Thursday 6 June 2013

Optimizing View loading performance by limitting visible elements

         Wpf can be quite a system hog, if we forget about certain optimizations. Some of them are a must, and not everyone are aware of them. One of the worst things your user can experience with the UI is clicking a button and waiting 10 seconds for the form to show up. This is why every time you have finished building your Wpf forms and views you should ask yourself a question - is there anything in the view, any particular piece of xaml, that is not visible after the view loads for the first time.

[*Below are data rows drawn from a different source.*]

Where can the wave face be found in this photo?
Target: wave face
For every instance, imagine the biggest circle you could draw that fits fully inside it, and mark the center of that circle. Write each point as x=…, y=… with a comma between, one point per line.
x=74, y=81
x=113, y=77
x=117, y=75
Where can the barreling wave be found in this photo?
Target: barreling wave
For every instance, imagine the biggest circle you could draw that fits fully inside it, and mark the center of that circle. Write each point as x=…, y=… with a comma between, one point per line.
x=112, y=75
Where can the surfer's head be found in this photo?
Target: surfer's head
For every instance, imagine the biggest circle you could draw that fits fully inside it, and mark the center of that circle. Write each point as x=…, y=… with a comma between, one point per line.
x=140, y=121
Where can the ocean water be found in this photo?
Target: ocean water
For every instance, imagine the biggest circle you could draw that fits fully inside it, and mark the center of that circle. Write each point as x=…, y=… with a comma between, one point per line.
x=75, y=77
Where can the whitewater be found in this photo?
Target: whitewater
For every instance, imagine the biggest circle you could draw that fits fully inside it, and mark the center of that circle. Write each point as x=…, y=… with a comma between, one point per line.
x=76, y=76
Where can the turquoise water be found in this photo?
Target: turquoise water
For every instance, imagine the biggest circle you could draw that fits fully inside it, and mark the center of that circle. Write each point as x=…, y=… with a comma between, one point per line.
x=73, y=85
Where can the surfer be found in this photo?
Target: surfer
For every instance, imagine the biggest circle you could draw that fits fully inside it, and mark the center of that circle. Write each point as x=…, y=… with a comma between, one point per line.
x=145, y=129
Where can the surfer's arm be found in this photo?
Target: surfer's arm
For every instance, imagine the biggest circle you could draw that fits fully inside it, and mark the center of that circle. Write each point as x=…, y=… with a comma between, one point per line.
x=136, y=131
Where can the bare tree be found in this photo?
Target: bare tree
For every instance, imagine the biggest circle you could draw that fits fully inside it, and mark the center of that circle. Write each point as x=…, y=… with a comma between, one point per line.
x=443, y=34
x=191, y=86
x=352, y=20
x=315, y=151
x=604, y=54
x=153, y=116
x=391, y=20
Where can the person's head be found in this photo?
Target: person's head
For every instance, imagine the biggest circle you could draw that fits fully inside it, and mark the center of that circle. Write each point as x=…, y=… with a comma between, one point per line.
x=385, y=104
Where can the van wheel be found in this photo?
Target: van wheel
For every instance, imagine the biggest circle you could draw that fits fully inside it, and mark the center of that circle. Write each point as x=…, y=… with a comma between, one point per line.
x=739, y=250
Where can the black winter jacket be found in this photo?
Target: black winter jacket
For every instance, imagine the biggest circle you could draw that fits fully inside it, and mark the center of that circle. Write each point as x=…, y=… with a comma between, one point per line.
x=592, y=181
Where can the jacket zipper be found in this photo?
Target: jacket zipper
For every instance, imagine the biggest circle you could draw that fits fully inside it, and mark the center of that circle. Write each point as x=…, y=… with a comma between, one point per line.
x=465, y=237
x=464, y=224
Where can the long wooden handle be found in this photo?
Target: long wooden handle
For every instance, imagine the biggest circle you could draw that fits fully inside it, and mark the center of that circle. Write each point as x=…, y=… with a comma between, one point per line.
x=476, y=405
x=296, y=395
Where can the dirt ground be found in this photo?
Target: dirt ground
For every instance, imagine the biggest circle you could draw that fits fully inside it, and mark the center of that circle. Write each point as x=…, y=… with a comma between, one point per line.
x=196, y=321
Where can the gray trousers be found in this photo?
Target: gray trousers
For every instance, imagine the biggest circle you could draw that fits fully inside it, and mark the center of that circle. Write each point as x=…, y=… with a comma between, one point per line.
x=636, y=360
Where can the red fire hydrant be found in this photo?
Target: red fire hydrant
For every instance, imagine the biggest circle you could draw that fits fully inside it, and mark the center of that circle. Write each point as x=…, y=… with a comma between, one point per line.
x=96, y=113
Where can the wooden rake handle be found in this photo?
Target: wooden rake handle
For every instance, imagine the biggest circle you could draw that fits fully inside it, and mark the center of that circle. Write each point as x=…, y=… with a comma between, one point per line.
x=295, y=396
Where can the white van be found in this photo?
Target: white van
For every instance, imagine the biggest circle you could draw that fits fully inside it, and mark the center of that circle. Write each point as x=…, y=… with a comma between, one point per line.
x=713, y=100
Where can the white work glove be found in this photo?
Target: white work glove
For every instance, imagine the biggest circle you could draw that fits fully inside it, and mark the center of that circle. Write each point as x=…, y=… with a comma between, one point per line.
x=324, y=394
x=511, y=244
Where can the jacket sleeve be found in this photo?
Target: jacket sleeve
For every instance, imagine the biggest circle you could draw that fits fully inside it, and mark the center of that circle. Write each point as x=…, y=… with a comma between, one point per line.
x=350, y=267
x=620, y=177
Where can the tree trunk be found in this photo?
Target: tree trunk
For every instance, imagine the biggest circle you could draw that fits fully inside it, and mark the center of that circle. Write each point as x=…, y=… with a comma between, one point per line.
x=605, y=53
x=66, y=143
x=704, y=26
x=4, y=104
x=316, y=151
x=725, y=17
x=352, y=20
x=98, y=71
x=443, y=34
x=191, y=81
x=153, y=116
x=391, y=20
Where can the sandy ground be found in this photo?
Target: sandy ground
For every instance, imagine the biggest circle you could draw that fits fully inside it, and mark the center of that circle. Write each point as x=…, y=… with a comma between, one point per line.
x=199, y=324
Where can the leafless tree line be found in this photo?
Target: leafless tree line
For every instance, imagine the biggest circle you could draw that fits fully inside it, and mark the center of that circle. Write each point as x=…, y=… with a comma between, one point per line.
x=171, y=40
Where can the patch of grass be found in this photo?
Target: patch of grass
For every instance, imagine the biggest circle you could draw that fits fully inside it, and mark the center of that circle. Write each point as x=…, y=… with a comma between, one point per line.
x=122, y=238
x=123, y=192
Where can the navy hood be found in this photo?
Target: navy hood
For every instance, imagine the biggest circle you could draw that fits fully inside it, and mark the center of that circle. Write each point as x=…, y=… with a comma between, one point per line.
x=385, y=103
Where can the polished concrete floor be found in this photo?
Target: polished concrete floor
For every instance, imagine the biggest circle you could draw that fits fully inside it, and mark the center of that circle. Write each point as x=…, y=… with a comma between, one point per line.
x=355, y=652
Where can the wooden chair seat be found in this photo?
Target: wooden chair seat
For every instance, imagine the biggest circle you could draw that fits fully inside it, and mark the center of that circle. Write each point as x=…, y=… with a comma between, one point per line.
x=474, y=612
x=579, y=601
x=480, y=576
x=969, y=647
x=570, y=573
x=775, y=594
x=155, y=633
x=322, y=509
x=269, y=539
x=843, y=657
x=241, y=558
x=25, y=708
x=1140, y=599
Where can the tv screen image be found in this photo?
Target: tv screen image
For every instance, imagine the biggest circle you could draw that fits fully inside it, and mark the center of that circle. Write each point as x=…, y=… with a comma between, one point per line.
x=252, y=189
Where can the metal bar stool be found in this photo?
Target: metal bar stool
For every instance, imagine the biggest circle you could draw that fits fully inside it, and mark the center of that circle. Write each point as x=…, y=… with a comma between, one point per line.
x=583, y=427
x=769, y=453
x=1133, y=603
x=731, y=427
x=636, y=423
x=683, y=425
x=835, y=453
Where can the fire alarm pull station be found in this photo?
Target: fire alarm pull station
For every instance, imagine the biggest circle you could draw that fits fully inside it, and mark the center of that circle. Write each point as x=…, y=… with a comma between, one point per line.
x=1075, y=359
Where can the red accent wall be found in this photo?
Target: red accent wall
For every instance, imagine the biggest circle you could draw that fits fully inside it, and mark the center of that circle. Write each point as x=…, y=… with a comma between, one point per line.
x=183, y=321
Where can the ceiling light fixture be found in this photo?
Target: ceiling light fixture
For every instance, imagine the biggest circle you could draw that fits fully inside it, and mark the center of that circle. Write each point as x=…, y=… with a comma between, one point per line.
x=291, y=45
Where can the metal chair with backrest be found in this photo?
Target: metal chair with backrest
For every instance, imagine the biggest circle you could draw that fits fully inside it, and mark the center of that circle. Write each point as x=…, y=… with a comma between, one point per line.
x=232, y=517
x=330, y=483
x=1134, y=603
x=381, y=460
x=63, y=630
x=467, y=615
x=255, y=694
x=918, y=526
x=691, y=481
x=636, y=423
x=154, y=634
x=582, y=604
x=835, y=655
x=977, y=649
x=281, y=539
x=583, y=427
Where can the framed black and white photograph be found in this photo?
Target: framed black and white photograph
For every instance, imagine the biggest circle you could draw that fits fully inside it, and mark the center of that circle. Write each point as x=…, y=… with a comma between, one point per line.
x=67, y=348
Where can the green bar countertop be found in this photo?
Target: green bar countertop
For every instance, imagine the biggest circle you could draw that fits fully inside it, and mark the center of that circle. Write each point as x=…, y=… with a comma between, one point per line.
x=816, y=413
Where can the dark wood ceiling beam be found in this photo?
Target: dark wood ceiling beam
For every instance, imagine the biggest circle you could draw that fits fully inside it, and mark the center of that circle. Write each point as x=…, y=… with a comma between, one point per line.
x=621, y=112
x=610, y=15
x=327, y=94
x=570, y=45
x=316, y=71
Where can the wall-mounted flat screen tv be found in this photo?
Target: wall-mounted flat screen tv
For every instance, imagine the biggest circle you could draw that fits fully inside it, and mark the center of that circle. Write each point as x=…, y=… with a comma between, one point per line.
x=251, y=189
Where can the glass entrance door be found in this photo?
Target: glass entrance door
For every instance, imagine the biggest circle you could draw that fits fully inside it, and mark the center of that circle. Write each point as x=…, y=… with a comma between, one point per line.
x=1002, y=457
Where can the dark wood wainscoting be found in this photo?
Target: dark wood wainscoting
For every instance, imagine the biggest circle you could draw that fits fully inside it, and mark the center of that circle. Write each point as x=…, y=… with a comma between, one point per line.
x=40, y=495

         Are there any controls, which in order for the user to see them, he or she has to click the Expander's Button or maybe switch a TabItem in the TabControl. If the answer is yes, then there's some reworking to do, and some importans milliseconds to sheer off.
         To postpone the moment of loading of most xaml elements it is sufficient to initially set Visibility to collapsed. Whatever is inside will be loaded the moment you set the visibility to visible. In case of expander and the tabcontrol it is different. Both of these controls load their "innards" despite the visibility of the content set to Collapsed. The way to overcome this is by using DataTemplates, and it's best to show it by example.

  1 <TabControl.Resources> 
  2    <DataTemplate x:Key="firstTabItem"> 
  3       <SubViews:Tab1 DataContext="{Binding DataContext.SomeViewModelProperty,
  4           RelativeSource={RelativeSource FindAncestor, 
  5           AncestorType={x:Type TabControl}}}"/> 
  6    </DataTemplate> 
  7    <DataTemplate x:Key="secondTabItem"> 
  8       <SubViews:Tab2 DataContext="{Binding DataContext.SomeViewModelProperty,
  9           RelativeSource={RelativeSource FindAncestor, 
 10           AncestorType={x:Type TabControl}}}" /> 
 11    </DataTemplate>    
 12 </TabControl.Resources>  
 13 <TabItem Header="firstTab" ContentTemplate="{StaticResource firstTabItem}"/> 
 14 <TabItem Header="secondTab" ContentTemplate="{StaticResource secondTabItem}"/



These are rather easy things to do, and the gain is quite visible if you have some more complex xaml inside your tab items.